I have the following problem which I want to evaluate at infinity: $$\oint \dfrac{(z+2)}{(z^2+9)}dz$$
I approach this problem by saying that $z=\dfrac{1}{t}$ and $dz=\dfrac{-1}{t^2}dt$. And I plug them inside my integral and obtain: $$\oint \dfrac{-(2t+1)}{(t+9t^3)}dz=-2\pi i Res(0)=-2\pi i$$ Yet this result is not in accordance with the usual integration using residues which yield $2\pi i$. I was wondering where am I doing a mistake of minus.
On
If you mean you want $\displaystyle \oint_\Gamma \dfrac{z+2}{z^2+9} \; dz$ where $\Gamma$ is a positively oriented contour near $\infty$ (i.e. outside the poles at $z = \pm 3 i$), the simplest thing to do is consider the start of the Laurent series near $\infty$:
$$ \dfrac{z+2}{z^2+9} = \dfrac{z+2}{z^2} (1 - 9/z^2 + \ldots) = \frac{1}{z} -\frac{7}{z^2} + \ldots $$
so the result is $2\pi i$.
If you are trying to evaluate the integral,$\oint_{|z|=R}\frac{z+2}{z^2+9}\,dz$, after making the transformation $z\mapsto 1/z$, we can proceed as follows.

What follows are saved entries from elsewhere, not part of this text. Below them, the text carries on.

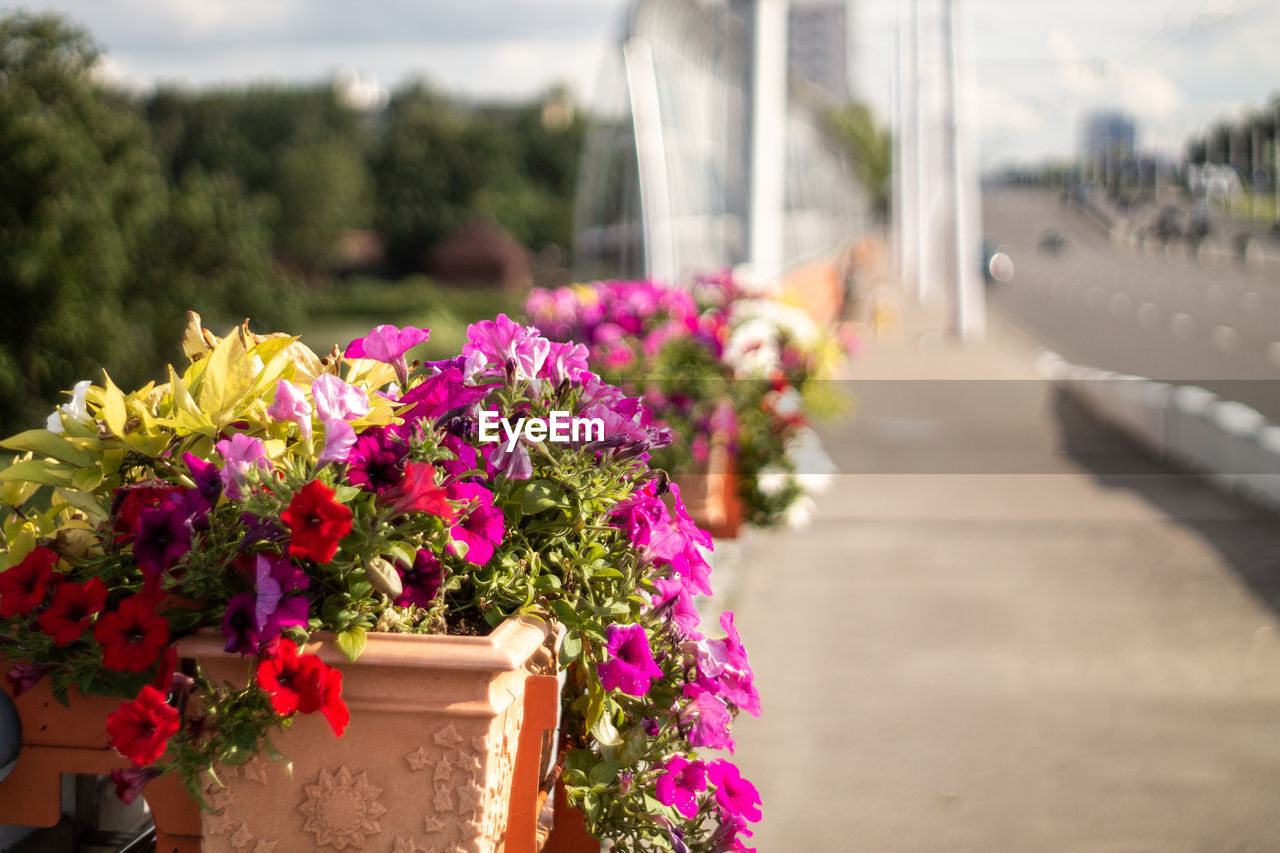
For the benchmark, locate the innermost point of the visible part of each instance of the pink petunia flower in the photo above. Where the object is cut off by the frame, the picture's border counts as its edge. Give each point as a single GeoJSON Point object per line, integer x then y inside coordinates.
{"type": "Point", "coordinates": [388, 345]}
{"type": "Point", "coordinates": [681, 783]}
{"type": "Point", "coordinates": [736, 797]}
{"type": "Point", "coordinates": [723, 669]}
{"type": "Point", "coordinates": [337, 402]}
{"type": "Point", "coordinates": [291, 404]}
{"type": "Point", "coordinates": [631, 667]}
{"type": "Point", "coordinates": [242, 454]}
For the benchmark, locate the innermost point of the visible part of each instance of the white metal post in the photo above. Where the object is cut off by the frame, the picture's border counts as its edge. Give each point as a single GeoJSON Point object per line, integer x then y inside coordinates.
{"type": "Point", "coordinates": [768, 137]}
{"type": "Point", "coordinates": [968, 319]}
{"type": "Point", "coordinates": [917, 155]}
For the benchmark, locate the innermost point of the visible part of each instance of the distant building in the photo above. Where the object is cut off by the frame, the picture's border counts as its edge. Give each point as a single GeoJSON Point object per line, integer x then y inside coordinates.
{"type": "Point", "coordinates": [1107, 135]}
{"type": "Point", "coordinates": [818, 44]}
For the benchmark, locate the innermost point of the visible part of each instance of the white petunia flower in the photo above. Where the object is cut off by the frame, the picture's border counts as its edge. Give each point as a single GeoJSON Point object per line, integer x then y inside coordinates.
{"type": "Point", "coordinates": [76, 409]}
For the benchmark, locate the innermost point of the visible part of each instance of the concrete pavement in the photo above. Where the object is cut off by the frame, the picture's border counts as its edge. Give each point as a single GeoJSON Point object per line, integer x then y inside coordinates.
{"type": "Point", "coordinates": [1008, 630]}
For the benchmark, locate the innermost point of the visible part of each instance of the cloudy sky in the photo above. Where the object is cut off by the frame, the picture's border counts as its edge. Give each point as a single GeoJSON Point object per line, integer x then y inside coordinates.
{"type": "Point", "coordinates": [1034, 64]}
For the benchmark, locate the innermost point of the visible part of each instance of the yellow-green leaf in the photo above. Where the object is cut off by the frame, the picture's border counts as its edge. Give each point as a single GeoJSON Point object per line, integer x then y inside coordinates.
{"type": "Point", "coordinates": [33, 470]}
{"type": "Point", "coordinates": [46, 443]}
{"type": "Point", "coordinates": [114, 411]}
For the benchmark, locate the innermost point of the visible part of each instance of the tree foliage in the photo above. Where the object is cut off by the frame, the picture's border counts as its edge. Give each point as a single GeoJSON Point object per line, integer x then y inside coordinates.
{"type": "Point", "coordinates": [92, 265]}
{"type": "Point", "coordinates": [871, 149]}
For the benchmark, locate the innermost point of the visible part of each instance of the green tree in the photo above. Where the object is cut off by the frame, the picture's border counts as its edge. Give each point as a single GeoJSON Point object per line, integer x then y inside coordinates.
{"type": "Point", "coordinates": [869, 147]}
{"type": "Point", "coordinates": [91, 264]}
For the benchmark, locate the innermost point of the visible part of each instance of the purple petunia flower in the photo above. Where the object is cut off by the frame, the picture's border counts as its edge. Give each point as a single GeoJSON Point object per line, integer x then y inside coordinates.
{"type": "Point", "coordinates": [337, 402]}
{"type": "Point", "coordinates": [240, 624]}
{"type": "Point", "coordinates": [672, 598]}
{"type": "Point", "coordinates": [291, 404]}
{"type": "Point", "coordinates": [421, 582]}
{"type": "Point", "coordinates": [376, 460]}
{"type": "Point", "coordinates": [631, 667]}
{"type": "Point", "coordinates": [242, 454]}
{"type": "Point", "coordinates": [481, 529]}
{"type": "Point", "coordinates": [161, 536]}
{"type": "Point", "coordinates": [723, 669]}
{"type": "Point", "coordinates": [736, 797]}
{"type": "Point", "coordinates": [708, 717]}
{"type": "Point", "coordinates": [493, 343]}
{"type": "Point", "coordinates": [681, 783]}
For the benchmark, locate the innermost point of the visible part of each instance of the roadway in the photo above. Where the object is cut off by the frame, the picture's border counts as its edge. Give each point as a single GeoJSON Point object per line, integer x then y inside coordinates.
{"type": "Point", "coordinates": [1155, 313]}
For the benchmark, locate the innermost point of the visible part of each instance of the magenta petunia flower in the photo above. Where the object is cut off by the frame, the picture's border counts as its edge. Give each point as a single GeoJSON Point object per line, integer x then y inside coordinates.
{"type": "Point", "coordinates": [388, 343]}
{"type": "Point", "coordinates": [161, 536]}
{"type": "Point", "coordinates": [481, 528]}
{"type": "Point", "coordinates": [736, 797]}
{"type": "Point", "coordinates": [708, 719]}
{"type": "Point", "coordinates": [681, 783]}
{"type": "Point", "coordinates": [376, 460]}
{"type": "Point", "coordinates": [421, 582]}
{"type": "Point", "coordinates": [672, 598]}
{"type": "Point", "coordinates": [565, 361]}
{"type": "Point", "coordinates": [242, 454]}
{"type": "Point", "coordinates": [208, 478]}
{"type": "Point", "coordinates": [337, 400]}
{"type": "Point", "coordinates": [631, 667]}
{"type": "Point", "coordinates": [291, 404]}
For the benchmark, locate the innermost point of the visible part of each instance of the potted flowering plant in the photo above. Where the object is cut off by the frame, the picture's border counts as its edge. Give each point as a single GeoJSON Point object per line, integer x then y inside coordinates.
{"type": "Point", "coordinates": [734, 374]}
{"type": "Point", "coordinates": [355, 561]}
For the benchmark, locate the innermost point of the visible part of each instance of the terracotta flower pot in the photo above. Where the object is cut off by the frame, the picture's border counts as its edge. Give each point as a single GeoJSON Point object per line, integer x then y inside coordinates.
{"type": "Point", "coordinates": [711, 496]}
{"type": "Point", "coordinates": [72, 739]}
{"type": "Point", "coordinates": [443, 751]}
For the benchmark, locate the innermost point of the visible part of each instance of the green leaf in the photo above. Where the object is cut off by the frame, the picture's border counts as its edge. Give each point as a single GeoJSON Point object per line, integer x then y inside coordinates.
{"type": "Point", "coordinates": [41, 471]}
{"type": "Point", "coordinates": [352, 642]}
{"type": "Point", "coordinates": [46, 443]}
{"type": "Point", "coordinates": [540, 496]}
{"type": "Point", "coordinates": [604, 772]}
{"type": "Point", "coordinates": [570, 648]}
{"type": "Point", "coordinates": [565, 611]}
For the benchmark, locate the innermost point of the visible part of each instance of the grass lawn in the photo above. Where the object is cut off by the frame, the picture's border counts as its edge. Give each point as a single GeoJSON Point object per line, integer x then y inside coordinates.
{"type": "Point", "coordinates": [346, 310]}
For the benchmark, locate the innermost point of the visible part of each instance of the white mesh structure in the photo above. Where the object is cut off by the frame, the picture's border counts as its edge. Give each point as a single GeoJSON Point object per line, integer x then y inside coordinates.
{"type": "Point", "coordinates": [663, 183]}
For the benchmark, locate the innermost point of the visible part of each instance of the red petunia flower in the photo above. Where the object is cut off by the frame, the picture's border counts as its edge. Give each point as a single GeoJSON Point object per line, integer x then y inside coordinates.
{"type": "Point", "coordinates": [141, 729]}
{"type": "Point", "coordinates": [302, 683]}
{"type": "Point", "coordinates": [289, 679]}
{"type": "Point", "coordinates": [23, 587]}
{"type": "Point", "coordinates": [67, 617]}
{"type": "Point", "coordinates": [132, 637]}
{"type": "Point", "coordinates": [419, 492]}
{"type": "Point", "coordinates": [316, 521]}
{"type": "Point", "coordinates": [332, 705]}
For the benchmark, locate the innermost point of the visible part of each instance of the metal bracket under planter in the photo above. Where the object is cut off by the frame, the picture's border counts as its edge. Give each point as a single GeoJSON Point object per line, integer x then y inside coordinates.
{"type": "Point", "coordinates": [59, 739]}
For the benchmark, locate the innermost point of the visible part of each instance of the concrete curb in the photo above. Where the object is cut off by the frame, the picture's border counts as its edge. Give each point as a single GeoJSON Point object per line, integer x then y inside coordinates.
{"type": "Point", "coordinates": [1229, 443]}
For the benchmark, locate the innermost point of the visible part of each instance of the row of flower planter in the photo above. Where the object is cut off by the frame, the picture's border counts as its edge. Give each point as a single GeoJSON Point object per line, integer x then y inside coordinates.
{"type": "Point", "coordinates": [277, 555]}
{"type": "Point", "coordinates": [444, 752]}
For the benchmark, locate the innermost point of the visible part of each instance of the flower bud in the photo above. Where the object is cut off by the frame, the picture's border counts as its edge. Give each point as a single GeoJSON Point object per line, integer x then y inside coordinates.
{"type": "Point", "coordinates": [383, 576]}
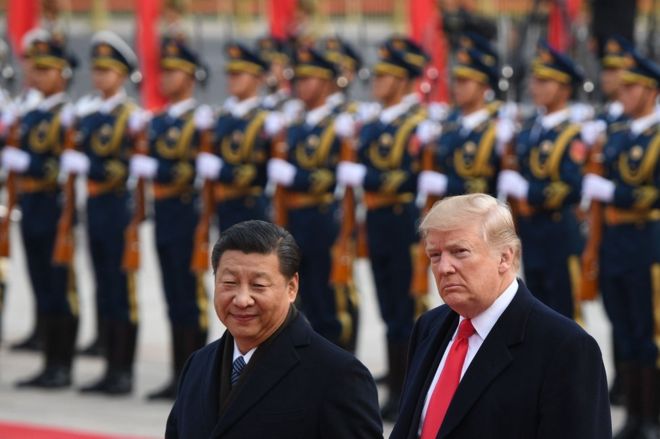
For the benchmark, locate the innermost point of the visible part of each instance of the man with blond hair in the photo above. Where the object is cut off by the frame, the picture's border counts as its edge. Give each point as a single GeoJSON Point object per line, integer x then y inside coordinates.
{"type": "Point", "coordinates": [494, 361]}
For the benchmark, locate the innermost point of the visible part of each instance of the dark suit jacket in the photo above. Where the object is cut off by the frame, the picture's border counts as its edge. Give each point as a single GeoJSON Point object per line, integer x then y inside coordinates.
{"type": "Point", "coordinates": [537, 375]}
{"type": "Point", "coordinates": [301, 386]}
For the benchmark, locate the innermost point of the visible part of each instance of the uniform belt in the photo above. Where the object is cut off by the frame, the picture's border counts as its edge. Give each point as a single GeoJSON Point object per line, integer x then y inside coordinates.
{"type": "Point", "coordinates": [615, 216]}
{"type": "Point", "coordinates": [300, 200]}
{"type": "Point", "coordinates": [162, 191]}
{"type": "Point", "coordinates": [31, 184]}
{"type": "Point", "coordinates": [97, 188]}
{"type": "Point", "coordinates": [376, 200]}
{"type": "Point", "coordinates": [225, 192]}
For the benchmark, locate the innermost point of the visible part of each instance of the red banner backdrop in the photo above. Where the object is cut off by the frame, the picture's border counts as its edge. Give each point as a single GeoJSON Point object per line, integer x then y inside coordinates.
{"type": "Point", "coordinates": [426, 29]}
{"type": "Point", "coordinates": [148, 45]}
{"type": "Point", "coordinates": [22, 16]}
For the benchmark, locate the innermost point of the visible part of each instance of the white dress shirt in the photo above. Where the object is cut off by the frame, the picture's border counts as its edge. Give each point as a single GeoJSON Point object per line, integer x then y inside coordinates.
{"type": "Point", "coordinates": [483, 323]}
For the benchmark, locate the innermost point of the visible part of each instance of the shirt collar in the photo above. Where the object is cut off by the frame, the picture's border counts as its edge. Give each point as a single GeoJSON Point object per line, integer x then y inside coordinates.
{"type": "Point", "coordinates": [484, 322]}
{"type": "Point", "coordinates": [241, 108]}
{"type": "Point", "coordinates": [107, 105]}
{"type": "Point", "coordinates": [315, 116]}
{"type": "Point", "coordinates": [549, 121]}
{"type": "Point", "coordinates": [176, 110]}
{"type": "Point", "coordinates": [393, 111]}
{"type": "Point", "coordinates": [51, 101]}
{"type": "Point", "coordinates": [474, 119]}
{"type": "Point", "coordinates": [246, 356]}
{"type": "Point", "coordinates": [638, 126]}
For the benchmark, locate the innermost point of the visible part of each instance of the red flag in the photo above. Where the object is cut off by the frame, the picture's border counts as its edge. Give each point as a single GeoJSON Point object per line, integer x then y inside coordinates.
{"type": "Point", "coordinates": [426, 30]}
{"type": "Point", "coordinates": [148, 45]}
{"type": "Point", "coordinates": [282, 15]}
{"type": "Point", "coordinates": [21, 18]}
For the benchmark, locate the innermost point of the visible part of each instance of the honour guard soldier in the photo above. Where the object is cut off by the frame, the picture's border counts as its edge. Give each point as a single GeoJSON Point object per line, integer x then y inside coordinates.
{"type": "Point", "coordinates": [173, 136]}
{"type": "Point", "coordinates": [241, 143]}
{"type": "Point", "coordinates": [36, 159]}
{"type": "Point", "coordinates": [308, 174]}
{"type": "Point", "coordinates": [388, 156]}
{"type": "Point", "coordinates": [550, 155]}
{"type": "Point", "coordinates": [104, 144]}
{"type": "Point", "coordinates": [465, 154]}
{"type": "Point", "coordinates": [629, 264]}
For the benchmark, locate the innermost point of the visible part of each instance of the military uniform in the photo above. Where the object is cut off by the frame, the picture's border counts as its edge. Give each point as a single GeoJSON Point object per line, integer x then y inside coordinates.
{"type": "Point", "coordinates": [629, 264]}
{"type": "Point", "coordinates": [312, 156]}
{"type": "Point", "coordinates": [550, 155]}
{"type": "Point", "coordinates": [40, 143]}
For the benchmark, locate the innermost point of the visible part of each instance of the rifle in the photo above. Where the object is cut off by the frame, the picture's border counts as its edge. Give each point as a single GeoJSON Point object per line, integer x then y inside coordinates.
{"type": "Point", "coordinates": [590, 269]}
{"type": "Point", "coordinates": [278, 151]}
{"type": "Point", "coordinates": [199, 262]}
{"type": "Point", "coordinates": [10, 183]}
{"type": "Point", "coordinates": [131, 257]}
{"type": "Point", "coordinates": [64, 241]}
{"type": "Point", "coordinates": [343, 251]}
{"type": "Point", "coordinates": [419, 285]}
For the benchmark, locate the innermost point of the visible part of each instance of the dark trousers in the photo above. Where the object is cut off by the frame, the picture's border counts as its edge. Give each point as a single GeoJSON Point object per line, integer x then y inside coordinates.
{"type": "Point", "coordinates": [391, 234]}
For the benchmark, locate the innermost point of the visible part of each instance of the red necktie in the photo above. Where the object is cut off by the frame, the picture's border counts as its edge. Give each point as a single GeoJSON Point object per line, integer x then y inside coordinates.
{"type": "Point", "coordinates": [448, 382]}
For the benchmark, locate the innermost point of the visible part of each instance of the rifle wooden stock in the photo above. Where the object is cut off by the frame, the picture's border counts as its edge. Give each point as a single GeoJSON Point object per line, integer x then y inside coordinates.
{"type": "Point", "coordinates": [199, 263]}
{"type": "Point", "coordinates": [343, 249]}
{"type": "Point", "coordinates": [419, 285]}
{"type": "Point", "coordinates": [590, 261]}
{"type": "Point", "coordinates": [278, 151]}
{"type": "Point", "coordinates": [64, 242]}
{"type": "Point", "coordinates": [10, 185]}
{"type": "Point", "coordinates": [131, 257]}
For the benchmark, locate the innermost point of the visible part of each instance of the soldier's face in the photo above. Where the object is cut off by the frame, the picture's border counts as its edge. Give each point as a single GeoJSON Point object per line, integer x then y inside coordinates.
{"type": "Point", "coordinates": [252, 297]}
{"type": "Point", "coordinates": [243, 85]}
{"type": "Point", "coordinates": [107, 81]}
{"type": "Point", "coordinates": [48, 80]}
{"type": "Point", "coordinates": [468, 272]}
{"type": "Point", "coordinates": [468, 92]}
{"type": "Point", "coordinates": [175, 82]}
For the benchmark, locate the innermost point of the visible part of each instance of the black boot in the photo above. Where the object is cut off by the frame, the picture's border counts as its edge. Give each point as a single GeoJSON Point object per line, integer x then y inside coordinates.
{"type": "Point", "coordinates": [631, 382]}
{"type": "Point", "coordinates": [60, 335]}
{"type": "Point", "coordinates": [397, 354]}
{"type": "Point", "coordinates": [34, 342]}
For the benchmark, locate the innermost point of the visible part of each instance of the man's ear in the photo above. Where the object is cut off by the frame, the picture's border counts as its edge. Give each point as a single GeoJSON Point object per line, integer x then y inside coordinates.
{"type": "Point", "coordinates": [292, 288]}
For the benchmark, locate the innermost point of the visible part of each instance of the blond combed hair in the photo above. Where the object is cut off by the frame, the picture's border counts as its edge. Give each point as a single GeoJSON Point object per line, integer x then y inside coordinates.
{"type": "Point", "coordinates": [493, 216]}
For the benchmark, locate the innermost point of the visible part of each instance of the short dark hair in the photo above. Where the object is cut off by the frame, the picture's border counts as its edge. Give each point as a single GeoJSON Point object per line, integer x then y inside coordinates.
{"type": "Point", "coordinates": [259, 237]}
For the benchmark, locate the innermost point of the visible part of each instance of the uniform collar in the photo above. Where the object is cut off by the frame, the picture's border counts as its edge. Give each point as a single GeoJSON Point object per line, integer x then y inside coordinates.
{"type": "Point", "coordinates": [108, 105]}
{"type": "Point", "coordinates": [549, 121]}
{"type": "Point", "coordinates": [52, 100]}
{"type": "Point", "coordinates": [241, 108]}
{"type": "Point", "coordinates": [392, 112]}
{"type": "Point", "coordinates": [638, 126]}
{"type": "Point", "coordinates": [176, 110]}
{"type": "Point", "coordinates": [474, 119]}
{"type": "Point", "coordinates": [315, 116]}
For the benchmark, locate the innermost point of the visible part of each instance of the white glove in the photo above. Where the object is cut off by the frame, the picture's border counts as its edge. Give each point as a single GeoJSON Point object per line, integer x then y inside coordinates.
{"type": "Point", "coordinates": [513, 184]}
{"type": "Point", "coordinates": [592, 130]}
{"type": "Point", "coordinates": [595, 187]}
{"type": "Point", "coordinates": [138, 120]}
{"type": "Point", "coordinates": [345, 126]}
{"type": "Point", "coordinates": [281, 172]}
{"type": "Point", "coordinates": [15, 159]}
{"type": "Point", "coordinates": [275, 122]}
{"type": "Point", "coordinates": [74, 162]}
{"type": "Point", "coordinates": [351, 174]}
{"type": "Point", "coordinates": [438, 111]}
{"type": "Point", "coordinates": [432, 183]}
{"type": "Point", "coordinates": [208, 165]}
{"type": "Point", "coordinates": [203, 117]}
{"type": "Point", "coordinates": [143, 166]}
{"type": "Point", "coordinates": [427, 131]}
{"type": "Point", "coordinates": [68, 115]}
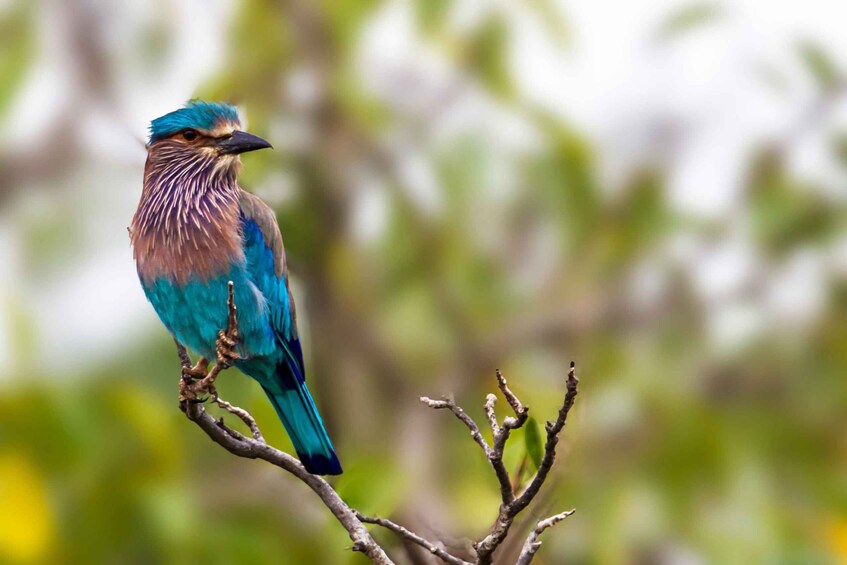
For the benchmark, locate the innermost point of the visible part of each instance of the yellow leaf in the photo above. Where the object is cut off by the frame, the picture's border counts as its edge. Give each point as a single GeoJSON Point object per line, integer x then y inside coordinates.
{"type": "Point", "coordinates": [26, 521]}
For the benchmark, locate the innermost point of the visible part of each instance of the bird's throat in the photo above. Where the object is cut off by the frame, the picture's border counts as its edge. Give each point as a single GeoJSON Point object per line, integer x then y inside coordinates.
{"type": "Point", "coordinates": [187, 225]}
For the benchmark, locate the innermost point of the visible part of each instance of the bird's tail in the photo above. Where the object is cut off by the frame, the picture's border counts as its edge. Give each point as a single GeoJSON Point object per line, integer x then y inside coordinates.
{"type": "Point", "coordinates": [301, 419]}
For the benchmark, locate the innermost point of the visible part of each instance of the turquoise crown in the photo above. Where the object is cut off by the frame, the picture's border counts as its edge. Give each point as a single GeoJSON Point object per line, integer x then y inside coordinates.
{"type": "Point", "coordinates": [196, 114]}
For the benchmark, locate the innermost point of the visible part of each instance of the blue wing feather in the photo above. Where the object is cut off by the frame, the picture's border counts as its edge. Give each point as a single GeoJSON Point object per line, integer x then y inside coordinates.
{"type": "Point", "coordinates": [282, 371]}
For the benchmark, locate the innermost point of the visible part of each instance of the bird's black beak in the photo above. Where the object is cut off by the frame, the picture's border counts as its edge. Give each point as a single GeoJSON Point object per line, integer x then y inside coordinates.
{"type": "Point", "coordinates": [241, 142]}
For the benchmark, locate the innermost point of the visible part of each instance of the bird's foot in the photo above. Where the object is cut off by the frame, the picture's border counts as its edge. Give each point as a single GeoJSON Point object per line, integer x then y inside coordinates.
{"type": "Point", "coordinates": [197, 372]}
{"type": "Point", "coordinates": [225, 347]}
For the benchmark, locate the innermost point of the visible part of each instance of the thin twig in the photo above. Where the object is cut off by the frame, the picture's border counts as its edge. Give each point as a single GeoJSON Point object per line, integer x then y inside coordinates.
{"type": "Point", "coordinates": [451, 405]}
{"type": "Point", "coordinates": [406, 534]}
{"type": "Point", "coordinates": [509, 510]}
{"type": "Point", "coordinates": [250, 448]}
{"type": "Point", "coordinates": [255, 447]}
{"type": "Point", "coordinates": [243, 414]}
{"type": "Point", "coordinates": [530, 547]}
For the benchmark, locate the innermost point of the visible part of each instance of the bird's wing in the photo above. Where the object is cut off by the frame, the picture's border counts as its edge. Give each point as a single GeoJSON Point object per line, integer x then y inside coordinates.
{"type": "Point", "coordinates": [267, 269]}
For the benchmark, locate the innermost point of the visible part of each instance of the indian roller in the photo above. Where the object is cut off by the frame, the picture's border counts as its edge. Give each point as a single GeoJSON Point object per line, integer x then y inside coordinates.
{"type": "Point", "coordinates": [194, 231]}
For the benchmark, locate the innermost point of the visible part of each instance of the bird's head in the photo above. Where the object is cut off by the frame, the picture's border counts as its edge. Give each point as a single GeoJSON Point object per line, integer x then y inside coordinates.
{"type": "Point", "coordinates": [203, 133]}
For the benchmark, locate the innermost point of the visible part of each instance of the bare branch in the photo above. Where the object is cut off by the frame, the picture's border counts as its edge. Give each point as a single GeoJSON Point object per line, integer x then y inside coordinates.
{"type": "Point", "coordinates": [519, 409]}
{"type": "Point", "coordinates": [193, 383]}
{"type": "Point", "coordinates": [414, 538]}
{"type": "Point", "coordinates": [244, 415]}
{"type": "Point", "coordinates": [509, 510]}
{"type": "Point", "coordinates": [532, 544]}
{"type": "Point", "coordinates": [199, 379]}
{"type": "Point", "coordinates": [251, 448]}
{"type": "Point", "coordinates": [451, 405]}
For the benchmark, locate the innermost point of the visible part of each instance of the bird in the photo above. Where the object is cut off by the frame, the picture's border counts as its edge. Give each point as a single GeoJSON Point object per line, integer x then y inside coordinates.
{"type": "Point", "coordinates": [196, 230]}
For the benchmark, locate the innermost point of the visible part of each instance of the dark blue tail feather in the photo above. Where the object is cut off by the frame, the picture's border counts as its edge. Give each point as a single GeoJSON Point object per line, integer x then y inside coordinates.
{"type": "Point", "coordinates": [297, 410]}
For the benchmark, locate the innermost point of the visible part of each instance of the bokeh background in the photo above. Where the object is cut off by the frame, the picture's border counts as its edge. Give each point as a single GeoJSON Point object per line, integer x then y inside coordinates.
{"type": "Point", "coordinates": [653, 189]}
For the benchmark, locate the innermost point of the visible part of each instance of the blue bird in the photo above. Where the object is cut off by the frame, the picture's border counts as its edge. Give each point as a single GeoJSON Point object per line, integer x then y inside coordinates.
{"type": "Point", "coordinates": [194, 231]}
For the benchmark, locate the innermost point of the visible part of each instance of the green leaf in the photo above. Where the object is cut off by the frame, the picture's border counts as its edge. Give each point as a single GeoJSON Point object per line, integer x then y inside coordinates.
{"type": "Point", "coordinates": [532, 439]}
{"type": "Point", "coordinates": [820, 65]}
{"type": "Point", "coordinates": [687, 19]}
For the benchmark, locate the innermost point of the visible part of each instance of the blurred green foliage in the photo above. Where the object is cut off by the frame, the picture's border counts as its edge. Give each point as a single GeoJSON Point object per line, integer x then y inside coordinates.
{"type": "Point", "coordinates": [674, 449]}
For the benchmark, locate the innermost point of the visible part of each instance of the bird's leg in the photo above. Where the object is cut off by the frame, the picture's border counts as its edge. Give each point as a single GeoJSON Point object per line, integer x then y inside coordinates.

For $R>3$, we have for $z\mapsto 1/z$
$$\begin{align} \oint_{|z|=R}\frac{z+2}{z^2+9}\,dz&=\oint_{|z|=1/R}\frac{1+2z}{z(1+9z^2)}\,dz\\\\ &=2\pi i \text{Res}\left(\frac{1+2z}{z(1+9z^2)},z=0 \right)\\\\ &=2\pi i \end{align}$$
as expected.
Recall that under the transformation, $dz\mapsto -\frac1{z^2}\,dz$ and the contour is traversed clockwise.